Inspiration
Many people who need public support do not know where to start. A low-income working parent may be struggling with rent, food, bills, childcare, healthcare, or transportation, but the information online is often difficult to understand. Government and nonprofit websites can be text-heavy, formal, and spread across many pages.
This problem has becomes even harder when the person is not comfortable using English or does not understand the official terms used on support websites. For example, they may not know to search for words like “housing assistance,” “utility relief,” or “childcare subsidy.” They may simply say, “I cannot pay rent this month,” or “I do not have enough money for food.”
We have created the HELP AI to reduce this first barrier. Instead of expecting users to know the correct search terms, HELP AI lets them describe their situation naturally in a language they understand, such as Mandarin, Cantonese, or English.
What it does
HELP AI is a voice-first web assistant that helps low-income users find public support programs. Users can speak or type in their preferred language. The AI listens to their situation, asks simple follow-up questions when needed, and recommends relevant support categories.
For example, the system may ask about income range, household size, rent, savings, age, number of children, and whether the situation is urgent. After that, HELP AI gives the user a short step-by-step checklist in the same language.
The checklist may include what type of help they may need, what documents to prepare, where to apply, what to do first, and when to contact a human case worker or local helpline.
If the user cannot read or does not understand the words, the system can read the answer aloud. The interface uses large buttons, short sentences, simple icons, and no long confusing paragraphs.
How we built it
We have designed HELP AI around four main steps.
First, the user speaks or types their situation in their preferred language. If the user speaks, speech-to-text converts the audio into text.
Second, the NLP layer detects the language, understands the user’s natural explanation, and extracts key information such as income, household size, rent, bills, food needs, childcare needs, healthcare needs, and urgency.

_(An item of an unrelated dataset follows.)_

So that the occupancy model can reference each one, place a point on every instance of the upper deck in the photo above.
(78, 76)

Third, the recommendation system compares the user’s situation with public support information from public datasets, official government websites, nonprofit directories, and local social service resources. The support database includes program categories, eligibility rules, required documents, deadlines, language options, and contact information.
Finally, the AI gives a short checklist in the user’s preferred language. If needed, text-to-speech reads the checklist aloud. If the case is urgent, confusing, or low-confidence, the system suggests a human case worker or local helpline.
Challenges we ran into
One challenge was making the AI useful without letting it make decisions it should not make. Public support eligibility can be complex, and the final decision should be made by official programs or human case workers, not AI. To solve this, HELP AI only gives guidance and next steps. It does not approve or deny support.
Another challenge was urgency detection. Users may describe serious problems casually or indirectly. For example, they may say they are “fine for now,” but also mention overdue rent, unpaid bills, or not enough food. We designed the system to flag high-urgency words and ask direct safety questions like, “Do you need help today?”
A third challenge was privacy. Users may share sensitive information such as income, family situation, housing status, or immigration status. HELP AI should only collect necessary information and explain clearly how the information will be used.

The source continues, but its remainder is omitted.